The funnel plot (Figure 2), which provides a graphical representation of the mechanism described in the previous paragraph, shows that negative and zero estimates are underreported in the literature. The horizontal axis measures the magnitude of the estimated elasticities, and the vertical axis measures their precision. In the absence of publication bias, the scatter plot will form an inverted funnel: the most precise estimates will lie close to the true mean elasticity, imprecise estimates will be more dispersed, and both small and large imprecise estimates will appear with the same frequency. Our figure shows that the funnel is asymmetrical: for the funnel to be symmetrical, and hence consistent with the absence of publication bias, we should observe many more reported negative and zero estimates. 

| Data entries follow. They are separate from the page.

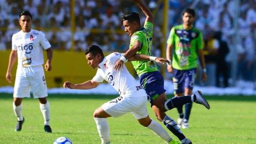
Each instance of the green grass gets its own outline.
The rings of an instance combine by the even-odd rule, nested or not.
[[[50,95],[48,99],[53,133],[45,133],[37,99],[23,100],[26,122],[22,130],[16,132],[12,94],[0,93],[0,143],[52,143],[62,136],[69,138],[73,143],[100,143],[92,117],[93,111],[116,96]],[[190,128],[182,130],[193,143],[256,143],[256,97],[205,97],[211,109],[194,104]],[[148,108],[150,116],[156,121],[148,102]],[[175,120],[178,117],[176,109],[167,114]],[[150,130],[140,126],[130,114],[109,118],[108,121],[111,143],[165,143]]]

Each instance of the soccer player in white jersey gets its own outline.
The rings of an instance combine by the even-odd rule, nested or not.
[[[6,78],[12,82],[11,70],[18,57],[18,68],[15,81],[13,107],[17,117],[15,131],[20,131],[25,122],[22,114],[23,98],[30,97],[30,89],[34,98],[38,98],[40,109],[44,119],[44,131],[52,132],[50,126],[50,104],[47,96],[46,83],[42,65],[44,63],[43,50],[47,52],[47,61],[44,67],[50,71],[52,57],[51,44],[40,31],[32,29],[32,16],[29,12],[23,11],[19,15],[21,30],[14,34],[12,39],[12,51]]]
[[[146,107],[147,94],[139,83],[136,82],[125,66],[123,70],[114,70],[115,62],[122,54],[114,52],[105,57],[101,49],[93,45],[86,50],[85,54],[87,63],[93,68],[98,68],[96,75],[92,79],[80,84],[65,82],[63,87],[91,89],[97,87],[99,83],[105,79],[119,93],[119,97],[103,104],[93,114],[101,143],[110,143],[109,126],[106,118],[119,117],[129,112],[141,125],[152,130],[166,143],[173,143],[174,141],[162,126],[150,118]]]

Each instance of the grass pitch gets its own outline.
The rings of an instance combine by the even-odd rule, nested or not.
[[[95,109],[116,95],[51,94],[52,133],[43,130],[43,116],[37,99],[24,99],[25,123],[14,131],[17,120],[12,110],[12,94],[0,93],[0,143],[52,143],[59,137],[73,143],[100,143],[92,115]],[[170,98],[170,97],[169,97]],[[190,128],[182,130],[194,144],[256,143],[256,97],[205,97],[211,109],[194,104]],[[148,102],[150,116],[157,121]],[[177,120],[176,109],[167,114]],[[109,118],[111,143],[165,143],[127,114]],[[171,136],[178,140],[165,128]]]

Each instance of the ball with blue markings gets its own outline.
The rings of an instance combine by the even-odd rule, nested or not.
[[[62,137],[58,138],[53,144],[72,144],[72,142],[68,138]]]

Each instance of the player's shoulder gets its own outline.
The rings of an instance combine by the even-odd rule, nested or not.
[[[106,57],[107,57],[107,59],[113,59],[114,58],[117,58],[117,57],[119,58],[119,57],[122,57],[122,53],[119,53],[119,52],[113,52],[113,53],[109,54]]]
[[[36,30],[36,29],[31,29],[31,34],[34,35],[44,35],[44,33],[43,33],[43,32],[42,31],[40,31],[40,30]]]
[[[15,37],[15,36],[22,35],[22,31],[21,30],[18,31],[17,33],[14,33],[13,35],[12,35],[12,36],[13,37]]]
[[[194,31],[195,33],[197,33],[197,34],[201,34],[201,31],[200,31],[200,30],[199,30],[198,29],[196,28],[196,27],[194,27],[193,28],[192,28],[192,30],[193,31]]]
[[[121,53],[113,52],[106,57],[106,60],[110,63],[115,63],[117,60],[120,59],[122,55],[122,54]]]
[[[174,30],[182,30],[183,29],[182,25],[174,26],[172,27],[172,29]]]

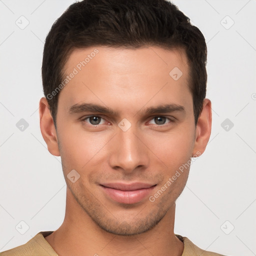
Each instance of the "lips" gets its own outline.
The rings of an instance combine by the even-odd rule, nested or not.
[[[141,182],[126,184],[120,182],[101,184],[106,196],[120,204],[138,202],[148,197],[156,184]]]

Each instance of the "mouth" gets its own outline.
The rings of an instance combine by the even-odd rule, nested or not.
[[[106,195],[120,204],[132,204],[138,202],[148,197],[156,184],[134,182],[108,183],[100,184]]]

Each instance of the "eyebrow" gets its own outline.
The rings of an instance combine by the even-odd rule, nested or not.
[[[108,108],[98,104],[92,103],[76,104],[71,106],[69,109],[68,112],[72,114],[79,114],[84,112],[90,112],[94,113],[100,113],[102,114],[110,114],[119,116],[120,114],[116,111]],[[168,113],[174,112],[185,112],[184,108],[178,104],[161,104],[160,105],[151,106],[144,110],[143,108],[138,110],[137,114],[142,115],[157,114],[159,113]]]

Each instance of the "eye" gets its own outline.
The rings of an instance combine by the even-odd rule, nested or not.
[[[155,122],[156,124],[157,125],[161,126],[162,124],[166,124],[166,120],[170,120],[169,122],[174,122],[170,118],[166,118],[166,116],[155,116],[152,120],[154,120],[154,121]],[[152,122],[150,122],[149,124],[152,124]]]
[[[88,122],[86,121],[87,120],[88,120]],[[93,126],[97,126],[98,124],[102,124],[104,123],[104,122],[102,122],[102,120],[104,120],[104,119],[100,116],[90,116],[84,118],[82,119],[82,122],[88,122],[90,124],[92,124]]]

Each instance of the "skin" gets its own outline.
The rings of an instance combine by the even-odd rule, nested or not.
[[[175,202],[189,168],[154,202],[146,196],[136,204],[120,204],[100,184],[156,184],[149,195],[154,196],[180,166],[204,151],[211,132],[210,101],[204,99],[196,126],[189,66],[181,50],[76,49],[66,74],[96,48],[98,53],[60,92],[56,130],[46,98],[40,100],[42,135],[49,152],[60,156],[67,184],[64,222],[46,240],[61,256],[181,256],[184,244],[174,231]],[[177,80],[169,75],[174,67],[183,73]],[[118,114],[68,112],[71,106],[84,102],[111,108]],[[144,112],[162,104],[180,105],[184,111]],[[102,118],[100,124],[94,126],[85,119],[92,116]],[[166,118],[161,123],[158,116]],[[124,118],[132,126],[126,132],[118,126]],[[74,183],[67,178],[72,170],[80,175]]]

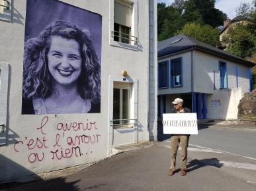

Figure 2: Publication bias in the literature

The Cobb-Douglas production function, which assumes the elasticity of substitution between capital and labor to be equal to one, does not correspond to the empirical estimates corrected for the publication bias and thus is not a proper representation of economic relations. We are not the first to highlight the disconnect between the Cobb-Douglas specification and the empirical literature. There are other studies pointing to the fact that the use of the aggregate Cobb-Douglas production function is not backed by the available evidence (Chirinko, 2008, and Knoblach et al., 2020). Nevertheless, we argue that after controlling for publication bias, the case against Cobb-Douglas strengthens even more. Half a century of research establishes a clear stylized fact: capital and labor are gross complements. This means that they are used together, and an increase in the price of one factor of production (in our case, the price is the wage rate or the cost of capital) leads to a fall in demand for both factors of production.

References

Cobb, C. W. & P. H. Douglas (1928): "A Theory of Production." American Economic Review 18(1): pp. 139-165.

Chirinko, R. S. (2002): "Corporate Taxation, Capital Formation, and the Substitution Elasticity between Labor and Capital." National Tax Journal 55(2): pp. 339-355.

Chirinko, R. S. (2008): "σ: The Long and Short of it." Journal of Macroeconomics 30(2): pp. 671-686.

Erceg, C. J., L. Guerrieri, & C. Gust (2008): "Trade Adjustment and the Composition of Trade." Journal of Economic Dynamics and Control 32(8): pp. 2622-2650.

Karabarbounis, L. & B. Neiman (2013): "The Global Decline of the Labor Share." Quarterly Journal of Economics 129(1): pp. 61-103.

Klump, R. & O. De La Grandville (2000): "Economic Growth and the Elasticity of Substitution: Two Theorems and Some Suggestions." American Economic Review 90(1): pp. 282-291.

Knoblach, M., M. Rossler, & P. Zwerschke (2020): "The Elasticity of Substitution Between Capital and Labour in the US Economy: A Meta-Regression Analysis." Oxford Bulletin of Economic and Statistics 82(1): pp. 62-82.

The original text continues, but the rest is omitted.